長期冷却熟成 純米大吟醸
古代ギリシャ。
女神ミューズを召喚した吟遊詩人は
英雄オデュッセウスの
10年におよぶ物語を、語り継ぎました。
こうして
「英雄の長い旅の記憶」は
紀元前から今日まで
長編叙事詩Odysseiaとして
人類の記憶に生き続けたのです。
はてしなく打ち寄せる波が綾なす
今、この瞬間を重ねていく彼方。
悠久の時間だけが洗練しえるものがあります。
たとえば、
高いレベルで醸造されたクリアな日本酒は
氷温下で本当にゆっくりと、
長い時間をかけて育ちます。
人は成長し、
時代は移り変わるほどの長い年月。
このボトルはひたすら待ち続けていました。同じ時を重ねてきた、勇敢な英雄が
この栓を開く、その瞬間を。
祝福を、あなたにオデュッセイア 2001
長い旅の道程に思いをはせ、
共に祝う
西暦2001年。
21世紀の幕開けという記念すべきこの年、
純米大吟醸酒「治郎右衞門」の一部が、
密かに冷却貯蔵されました。それは、
丹波杜氏の名匠、故 籾井計三が
菊正宗のハイエンドモデルとして
醸し上げた渾身の作品。
そして今、
共に重ねてきた
長い長い年月を振り返れば、
ほろ苦くも愛おしい。穏やかに、円熟の時を迎えたのです。
氷温下より目覚めたボトルは
いよいよ蔵出しの準備に入りました。
一度限りの限定170本。
このタイムカプセルを開くのは、
どうぞ、大切な方とご一緒に。
氷温下に託した夢を味わう
純米大吟醸「治郎右衞門」の一部が冷却貯蔵されたのは2001年。当時菊正宗では、今流行りの香り高いフレッシュ系の大吟醸ではなく、辛口ブランドの名にかけて、究極の「味吟醸」を極めていました。氷温下の眠りの中で、分子レベルの次元を変容した酒は 味わう人それぞれの郷愁へご案内するものと自負いたします。
- 上品で芳醇な佇まい。手間をかけた箱こうじ由来のマロンが強い印象を与えます。イチジク、プルーンのドライフルーツに加え、マッシュルーム様の熟成香とシダーウッドが、深い瞑想へと誘う。わずかに感じる杏仁豆腐も面白く、アフターフレーバーには、熟したデリシャス林檎が遠い記憶を呼び覚まします。

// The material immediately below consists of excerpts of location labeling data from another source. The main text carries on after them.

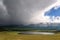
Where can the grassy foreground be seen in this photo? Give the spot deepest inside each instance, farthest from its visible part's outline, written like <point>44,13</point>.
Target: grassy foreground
<point>15,36</point>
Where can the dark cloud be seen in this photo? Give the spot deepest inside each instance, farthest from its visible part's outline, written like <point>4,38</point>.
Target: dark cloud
<point>21,11</point>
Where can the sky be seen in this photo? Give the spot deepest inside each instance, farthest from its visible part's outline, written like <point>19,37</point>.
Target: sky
<point>29,11</point>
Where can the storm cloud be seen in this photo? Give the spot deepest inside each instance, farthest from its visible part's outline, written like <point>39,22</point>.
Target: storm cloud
<point>23,11</point>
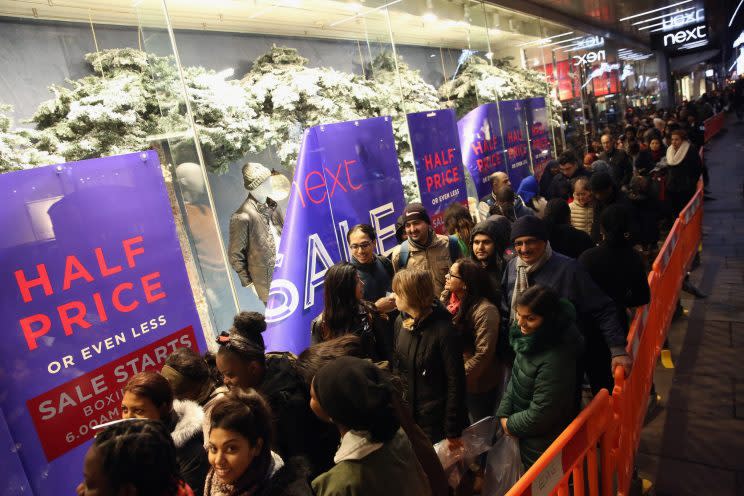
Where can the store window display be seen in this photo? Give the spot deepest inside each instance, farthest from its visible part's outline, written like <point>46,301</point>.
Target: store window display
<point>255,229</point>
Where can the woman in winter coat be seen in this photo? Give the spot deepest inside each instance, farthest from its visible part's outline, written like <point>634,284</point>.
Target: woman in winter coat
<point>148,395</point>
<point>245,365</point>
<point>489,241</point>
<point>683,170</point>
<point>458,222</point>
<point>477,319</point>
<point>428,358</point>
<point>375,271</point>
<point>135,457</point>
<point>564,238</point>
<point>239,451</point>
<point>375,456</point>
<point>615,266</point>
<point>345,311</point>
<point>192,379</point>
<point>540,398</point>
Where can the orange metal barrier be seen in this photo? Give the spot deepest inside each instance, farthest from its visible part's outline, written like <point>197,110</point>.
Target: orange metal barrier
<point>612,425</point>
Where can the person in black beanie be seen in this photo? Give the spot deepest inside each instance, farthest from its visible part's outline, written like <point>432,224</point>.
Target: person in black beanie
<point>488,241</point>
<point>425,249</point>
<point>615,266</point>
<point>565,238</point>
<point>537,263</point>
<point>607,193</point>
<point>354,395</point>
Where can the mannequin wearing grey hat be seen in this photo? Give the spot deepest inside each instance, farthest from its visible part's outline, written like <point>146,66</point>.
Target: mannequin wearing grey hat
<point>255,228</point>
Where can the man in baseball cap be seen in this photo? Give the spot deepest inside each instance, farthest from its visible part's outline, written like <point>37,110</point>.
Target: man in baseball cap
<point>425,249</point>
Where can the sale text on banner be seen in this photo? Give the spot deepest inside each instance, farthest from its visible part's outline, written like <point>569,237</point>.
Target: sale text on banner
<point>93,288</point>
<point>438,161</point>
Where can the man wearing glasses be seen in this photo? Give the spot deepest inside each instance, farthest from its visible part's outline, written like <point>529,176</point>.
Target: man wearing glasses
<point>537,263</point>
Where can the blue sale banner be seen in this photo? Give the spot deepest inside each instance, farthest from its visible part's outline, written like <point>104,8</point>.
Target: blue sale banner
<point>482,145</point>
<point>93,289</point>
<point>436,153</point>
<point>514,129</point>
<point>541,147</point>
<point>13,481</point>
<point>347,174</point>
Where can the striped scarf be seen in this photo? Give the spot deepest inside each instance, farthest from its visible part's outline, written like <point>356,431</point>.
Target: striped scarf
<point>522,283</point>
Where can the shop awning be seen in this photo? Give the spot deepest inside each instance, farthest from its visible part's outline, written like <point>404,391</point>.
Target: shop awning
<point>683,62</point>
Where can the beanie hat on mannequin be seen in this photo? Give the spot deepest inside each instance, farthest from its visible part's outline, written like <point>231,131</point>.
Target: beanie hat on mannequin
<point>254,174</point>
<point>531,226</point>
<point>415,211</point>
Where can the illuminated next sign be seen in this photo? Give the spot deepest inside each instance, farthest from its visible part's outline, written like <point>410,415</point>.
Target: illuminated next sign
<point>684,36</point>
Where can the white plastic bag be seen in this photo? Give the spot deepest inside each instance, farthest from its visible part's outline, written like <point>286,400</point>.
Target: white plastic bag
<point>452,462</point>
<point>503,465</point>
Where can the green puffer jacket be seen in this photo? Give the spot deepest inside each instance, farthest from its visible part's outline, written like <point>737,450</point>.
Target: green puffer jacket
<point>540,399</point>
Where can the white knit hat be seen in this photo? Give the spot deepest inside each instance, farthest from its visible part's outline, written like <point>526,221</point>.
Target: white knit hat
<point>254,174</point>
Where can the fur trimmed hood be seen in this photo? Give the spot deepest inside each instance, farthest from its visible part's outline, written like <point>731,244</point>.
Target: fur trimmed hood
<point>188,418</point>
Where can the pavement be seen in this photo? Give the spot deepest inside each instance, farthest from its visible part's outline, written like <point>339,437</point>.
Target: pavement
<point>694,442</point>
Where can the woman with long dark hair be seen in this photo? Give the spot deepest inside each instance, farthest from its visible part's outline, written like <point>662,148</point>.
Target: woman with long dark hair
<point>345,311</point>
<point>428,357</point>
<point>540,400</point>
<point>148,395</point>
<point>244,364</point>
<point>134,457</point>
<point>477,320</point>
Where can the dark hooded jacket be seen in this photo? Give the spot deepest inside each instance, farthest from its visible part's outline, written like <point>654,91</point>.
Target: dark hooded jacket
<point>428,359</point>
<point>539,401</point>
<point>499,230</point>
<point>621,166</point>
<point>560,186</point>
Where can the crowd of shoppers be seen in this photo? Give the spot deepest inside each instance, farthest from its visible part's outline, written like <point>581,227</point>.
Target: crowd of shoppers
<point>515,313</point>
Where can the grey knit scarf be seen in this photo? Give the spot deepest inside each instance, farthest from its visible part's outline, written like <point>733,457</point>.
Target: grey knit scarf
<point>523,271</point>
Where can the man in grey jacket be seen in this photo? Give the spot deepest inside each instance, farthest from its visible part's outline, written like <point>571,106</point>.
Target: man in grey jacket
<point>536,263</point>
<point>255,229</point>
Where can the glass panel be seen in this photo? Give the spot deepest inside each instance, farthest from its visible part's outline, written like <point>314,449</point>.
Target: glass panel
<point>258,74</point>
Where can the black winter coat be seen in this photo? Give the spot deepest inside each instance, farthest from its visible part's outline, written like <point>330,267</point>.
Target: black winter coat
<point>621,166</point>
<point>566,239</point>
<point>560,186</point>
<point>682,178</point>
<point>185,426</point>
<point>428,358</point>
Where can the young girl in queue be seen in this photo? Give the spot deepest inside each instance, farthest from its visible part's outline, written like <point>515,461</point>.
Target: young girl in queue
<point>539,401</point>
<point>375,456</point>
<point>148,395</point>
<point>135,457</point>
<point>240,456</point>
<point>244,364</point>
<point>428,358</point>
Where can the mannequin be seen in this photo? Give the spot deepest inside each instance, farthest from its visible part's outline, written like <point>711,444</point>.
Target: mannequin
<point>255,228</point>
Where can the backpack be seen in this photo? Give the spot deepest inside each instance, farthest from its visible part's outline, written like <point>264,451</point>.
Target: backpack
<point>405,251</point>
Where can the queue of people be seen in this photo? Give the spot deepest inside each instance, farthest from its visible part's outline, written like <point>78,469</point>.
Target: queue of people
<point>517,313</point>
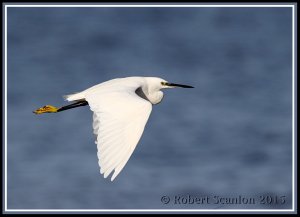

- アカシアを思わせる程良い甘さが綺麗に引き締まっていく印象。まろやかでふくよかな旨味が、氷温長期貯蔵を経てなお感じられます。若々しい酸味と調和し、しっかりとしたストラクチャーを保っています。
長旅を経て、
未だ枯れぬ溌剌とした
大人の色気
しっかりとしたコクと旨味、
上品な熟成香にあわせ、
ミシュラン三つ星のナンバリングされた
幼鴨フィレ肉のローストや、
A5等級神戸牛のすきやき、
北京ダックと一緒に。
日本酒は生き物です。お客さまのお手元でも味わいはデリケートに変化します。
私どもの経験より、もっとも良い変化を感じていただく方法は次のとおりです。
- A
- 冷暗所に保管されたお酒をデキャンタに移し、冷蔵庫で10分ほど冷やします。次に冷蔵庫から出して室温(※25℃想定)で40分程度静置し、お酒の温度が15℃程度になると味わいの調和が完成します。ブルゴーニュ産ヴィンテージの赤と同様に、飲み頃は 15~18℃です。
- B
- 冷蔵庫に保管していた場合、デキャンタに移して室温で約50分静置すると、ほぼ同じ条件となります。
- C
- より熟成感を求められる場合は、デキャンタに移して冷蔵庫で1時間ほど冷やした後、室温で50分ほど静置してください。
日本の発酵力の新たな可能性を表現菊正宗 新シンボルマーク
日本の発酵力の可能性を世界に問う、これからの菊正宗のシンボルとして、プロダクトデザインやテレビ番組のアートディレクションなどに広く携わってきた株式会社 TSDO の佐藤 卓 氏がデザインしました。
- ■ グラフィックデザイナー
佐藤 卓 - 360年の歴史ある会社のシンボルマークをつくる上で一番大切なことは、新しくつくられたという印象にしてはいけないということです。現在までの歴史を束ね、流行に左右されない、まるで昔からあったようなシンボルマークであるべきだと思い、このマークを制作しました。菊を横から見た図で、全ての花弁が中央上部に向かっています。このことが、事業が多様に発展しながらも、菊正宗としてひとつの方向に向かっていく強い意志を表しています。このシンボルマークが、「灘から世界へ。」というスローガンとともに、言葉を超えて世界の人々の記憶に残り、育ってくれることを願っています。